Earth Day: Climate Change Risks and Environmental Degradation

On April 22, people around the world will celebrate Earth Day. Various events and demonstrations are held across the globe to raise awareness on environmental protection and shed light on climate concerns.

In recent years, governments and international organisations have attempted to engage in the environmental debate and looked to provide long term solutions to this matter, however many have failed to respond. The climate debate has also seen thousands of protesters globally occupying roads and leading large-scale protests. Most recently, protests by the environmental activist group Extinction Rebellion have led to significant traffic congestion and disruption to public transportation and businesses across London, with over 800 of those involved being arrested. This  is part of an international movement that plans to carry out a series of escalating rebellions in different countries to demand profound political change in relation to climate.
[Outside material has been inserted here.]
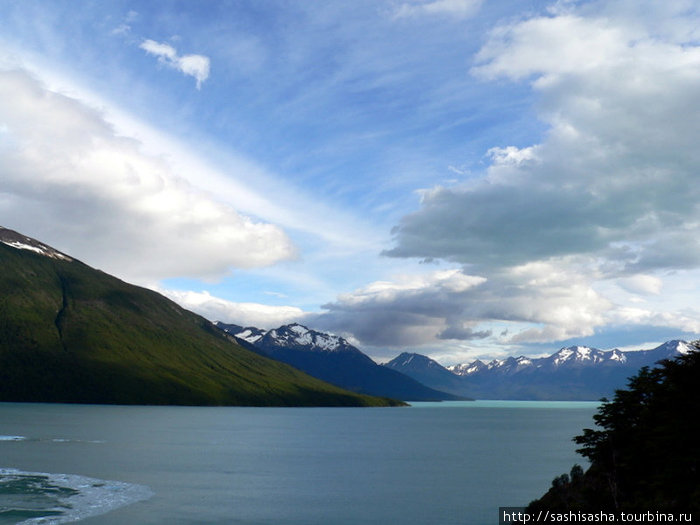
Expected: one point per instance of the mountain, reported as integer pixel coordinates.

Climate change and environmental degradation are key issues that the world is facing; there is a prevalent consensus that the earth is warming, and that the impact caused by continued greenhouse emissions will lead to irreversible outcomes.

Observable changes that scientists predicted in the past are now starting to occur on a frequent basis; melting sea ice, alteration of weather patterns, stronger environmental hazards and changes in the ecosystem are only some examples. There have also been steady patterns indicative of climate change. For instance, in the last 50 years, the concentration of global carbon emissions, reached record highs at an unusual speed; global temperatures are warmer than they have ever been and, this is directly linked to human activities.

Specifically, statistics show that the planet’s average surface has risen about 0.9 degrees Celsius since the late 19th century and satellite observations show that glaciers are retreating almost everywhere in the world. Between 1993 and 2016, Antarctica has lost an average of 127 billion tons of ice per year, a figure that has tripled in the last decade.

This is a reality that humankind has never experienced before and is the driving force behind climate change groups to highlight this to national governments.

The effects of climate change can not only be seen on the world’s environment but also on its geopolitical landscape and social systems. This is because climate change has an impact on the fundamental resources that communities depend on to survive. Therefore, it is a direct threat that further destabilises already fragile regions. For this reason, climate change can be a catalyst for conflict that worsens countries’ pre-existing issues leading to unpredictable chains of events that include humanitarian crisis, political turmoil, displacement and migration.  In relation to this, former Secretary-General of the United Nations, Ban Ki-moon stated “changes in our environment and the resulting upheavals – from droughts to inundated coastal areas to loss of arable lands – are likely to become a major driver of war and conflict”.

Globally, some regions are more exposed to climate change than others. For example, millions of people in Africa are affected by droughts and, as climate change worsens, there is added pressure to water supplies. In this case, reduced access to water may then lead to discontent which can prompt a higher likelihood of instability and, as a result, could trigger internal conflict.

The security challenges posed by climate change are complex and affect communities by putting pressure on current vulnerabilities. The most likely security threat to travellers is the unrest caused by protests across cities. Although they may appear peaceful they can erupt into violence. Earth Day is likely to see widespread demonstrations, the violence among these is likely to vary greatly by country. All demonstrations or large groups should be avoided to mitigate against the risk of unrest.